Philippians 4:6 (NKJV) Be anxious for nothing, but in everything by prayer and supplication, with thanksgiving, let your requests be made known to God;
The words "with thanksgiving" in the Greek are meta eucharistia.. Meta and the genitive means "with" but this is meta and the accusative and it never means with, it means "after." After thanksgiving make your request. What Paul is saying is instead of crying our to God in your difficulty with doubt, questioning, dissatisfaction, discontentment, blaming God, cry out to God after a time of thanksgiving. Why? If you have a thankful heart your prayers will be right.
3. BEGIN TO GIVE THANKS IN EVERYTHING:
1 Thessalonians 5:18 (NKJV) in everything give thanks; for this is the will of God in Christ Jesus for you.
Corrie Ten Boom in "The Hiding Place" relates an incident which taught her this principle. She and her sister, Betsy, had just been transferred to the worst German prison camp they had seen yet, Ravensbruck. Upon entering the barracks, they found them extremely overcrowded and flea-infested. Their Scripture reading that morning in 1 Thessalonians had reminded them to rejoice always, pray constantly, and give thanks in all circumstances. Betsy told Corrie to stop and thank the Lord for every detail of their new living quarters. Corrie at first flatly refused to give thanks for the fleas, but Betsy persisted. She finally succumbed. During the months spent at that camp, they were surprised to find how openly they could hold Bible study and prayer meetings without guard interference. It was several months later when they learned that the guards would not enter the barracks because of the fleas.
David said in Psalms 118:24 (NKJV) "This is the day the LORD has made; We will rejoice and be glad in it". We must make a decision to be thankful. Thankfulness is the honestly grateful recognition that no matter what else is true of me, God loves me and he has chosen me; I am his, and that relationship cannot be broken.
I'm convinced that the greatest singular act of personal worship that you can render to God is to have a thankful heart. Thanksgiving ultimately recognizes God as the source of everything. God created us and we are to be thankful. Thanksgiving promotes contentment about our possessions, position, and providence by focusing our thoughts on the blessings God has already given to us.
William Law, in his "Serious Call to a Devout and Holy Life" writes, "Would you know who is the greatest saint in the world?
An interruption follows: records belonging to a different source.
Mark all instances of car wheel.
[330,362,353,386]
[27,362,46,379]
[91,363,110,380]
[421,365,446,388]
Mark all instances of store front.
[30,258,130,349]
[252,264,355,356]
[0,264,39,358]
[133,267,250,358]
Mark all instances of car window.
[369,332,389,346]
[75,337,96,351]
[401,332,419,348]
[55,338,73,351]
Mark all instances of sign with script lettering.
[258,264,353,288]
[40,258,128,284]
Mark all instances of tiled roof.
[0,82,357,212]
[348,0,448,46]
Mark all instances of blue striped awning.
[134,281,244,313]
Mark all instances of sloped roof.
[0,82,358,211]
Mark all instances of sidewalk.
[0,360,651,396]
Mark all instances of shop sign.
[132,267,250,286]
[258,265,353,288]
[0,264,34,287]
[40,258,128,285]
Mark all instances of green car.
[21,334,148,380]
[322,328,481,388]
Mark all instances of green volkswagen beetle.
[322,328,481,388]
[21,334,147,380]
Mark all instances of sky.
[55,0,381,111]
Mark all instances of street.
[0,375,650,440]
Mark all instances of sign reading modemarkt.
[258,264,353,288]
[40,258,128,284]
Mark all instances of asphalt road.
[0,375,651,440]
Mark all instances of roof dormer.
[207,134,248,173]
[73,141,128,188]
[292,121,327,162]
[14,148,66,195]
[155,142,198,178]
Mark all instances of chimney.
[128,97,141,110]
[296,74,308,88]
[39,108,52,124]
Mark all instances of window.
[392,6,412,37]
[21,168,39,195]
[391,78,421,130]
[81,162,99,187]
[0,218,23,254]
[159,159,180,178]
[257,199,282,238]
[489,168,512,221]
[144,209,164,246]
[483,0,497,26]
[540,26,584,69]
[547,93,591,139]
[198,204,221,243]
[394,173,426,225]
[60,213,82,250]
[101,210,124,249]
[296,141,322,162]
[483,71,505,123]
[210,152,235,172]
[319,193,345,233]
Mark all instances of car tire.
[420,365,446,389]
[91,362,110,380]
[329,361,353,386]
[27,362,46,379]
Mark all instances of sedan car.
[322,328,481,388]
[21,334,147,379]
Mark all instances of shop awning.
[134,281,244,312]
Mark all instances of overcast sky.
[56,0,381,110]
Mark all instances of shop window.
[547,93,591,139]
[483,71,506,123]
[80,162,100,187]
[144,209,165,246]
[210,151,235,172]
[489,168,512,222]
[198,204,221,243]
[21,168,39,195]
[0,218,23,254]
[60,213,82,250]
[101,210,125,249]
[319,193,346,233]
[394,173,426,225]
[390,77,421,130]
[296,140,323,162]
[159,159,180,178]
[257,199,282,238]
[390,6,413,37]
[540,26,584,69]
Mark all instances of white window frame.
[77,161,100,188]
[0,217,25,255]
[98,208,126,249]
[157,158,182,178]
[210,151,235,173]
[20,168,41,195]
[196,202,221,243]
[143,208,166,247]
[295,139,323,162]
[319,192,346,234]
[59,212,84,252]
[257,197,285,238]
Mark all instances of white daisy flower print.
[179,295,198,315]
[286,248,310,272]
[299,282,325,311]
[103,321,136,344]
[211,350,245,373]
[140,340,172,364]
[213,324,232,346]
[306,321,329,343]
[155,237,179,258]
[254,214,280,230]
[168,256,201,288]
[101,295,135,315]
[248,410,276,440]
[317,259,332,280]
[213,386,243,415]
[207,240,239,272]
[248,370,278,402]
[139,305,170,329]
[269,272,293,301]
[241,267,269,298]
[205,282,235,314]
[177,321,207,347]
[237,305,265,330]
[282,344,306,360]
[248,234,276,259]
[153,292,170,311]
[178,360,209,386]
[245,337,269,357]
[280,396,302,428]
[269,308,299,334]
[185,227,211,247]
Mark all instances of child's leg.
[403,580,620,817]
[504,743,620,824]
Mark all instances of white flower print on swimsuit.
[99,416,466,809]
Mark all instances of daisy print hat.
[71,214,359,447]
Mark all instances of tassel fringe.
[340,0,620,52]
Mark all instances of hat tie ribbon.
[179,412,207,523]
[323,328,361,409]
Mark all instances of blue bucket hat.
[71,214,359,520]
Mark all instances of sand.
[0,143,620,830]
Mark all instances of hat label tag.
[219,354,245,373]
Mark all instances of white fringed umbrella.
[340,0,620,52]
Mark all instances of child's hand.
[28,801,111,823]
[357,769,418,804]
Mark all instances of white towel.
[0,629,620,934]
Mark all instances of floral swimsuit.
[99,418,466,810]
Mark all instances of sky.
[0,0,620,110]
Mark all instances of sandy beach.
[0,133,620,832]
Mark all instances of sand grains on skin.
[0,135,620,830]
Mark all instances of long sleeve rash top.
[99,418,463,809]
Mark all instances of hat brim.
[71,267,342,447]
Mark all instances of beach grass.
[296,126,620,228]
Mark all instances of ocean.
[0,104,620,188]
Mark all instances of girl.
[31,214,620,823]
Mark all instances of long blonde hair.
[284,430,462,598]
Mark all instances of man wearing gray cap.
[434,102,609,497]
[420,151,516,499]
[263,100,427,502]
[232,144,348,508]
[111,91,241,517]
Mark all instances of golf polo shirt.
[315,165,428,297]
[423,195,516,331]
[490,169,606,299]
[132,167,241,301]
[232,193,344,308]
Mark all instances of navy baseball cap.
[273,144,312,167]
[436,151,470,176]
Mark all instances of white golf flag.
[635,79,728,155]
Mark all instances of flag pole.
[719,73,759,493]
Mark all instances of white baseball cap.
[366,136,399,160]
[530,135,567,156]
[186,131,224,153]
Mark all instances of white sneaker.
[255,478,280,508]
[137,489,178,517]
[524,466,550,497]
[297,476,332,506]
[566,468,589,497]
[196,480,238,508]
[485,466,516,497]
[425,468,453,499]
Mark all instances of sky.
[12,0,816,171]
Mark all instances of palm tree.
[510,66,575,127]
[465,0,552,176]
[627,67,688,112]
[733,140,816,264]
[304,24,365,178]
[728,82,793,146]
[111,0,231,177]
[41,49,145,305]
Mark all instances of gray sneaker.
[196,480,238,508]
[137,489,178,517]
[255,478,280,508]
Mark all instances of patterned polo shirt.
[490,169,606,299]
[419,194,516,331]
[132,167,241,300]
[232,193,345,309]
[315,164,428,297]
It is not he who prays most or fasts most; it is not he who gives most alms, or is most eminent for temperance, chastity, or justice, but it is he who is always thankful to God, who wills everything that God willeth, who receives everything as an instance of God's goodness, and has a heart always ready to praise God for it."
Psalms 107:8 (NKJV) Oh, that men would give thanks to the LORD for His goodness, And for His wonderful works to the children of men!
Are you a thankful person? How much time do you spend giving thanks to God for what he has given you? When is the last time that you counted your blessings? Murmuring and complaining are sins and dishonor God but thankgiving gives him glory. Is your life dishonoring to God or do you bring him glory by your thankful heart?
During our worship time some of you look bored and distant. Why? When we have a testimony time such as last Wednesday night why is it like pulling teeth to get people to give thanks to God for his goodness? Is it maybe because we are so ungrateful that we have nothing to thank God for? I think it is really sad that some of you will not sing out in thanksgiving to God during our worship time. What does that say about your heart? During our testimony time last Wednesday and during our worship time I often feel like the psalmist when he said, "Oh, that men would give thanks to the Lord for His goodness."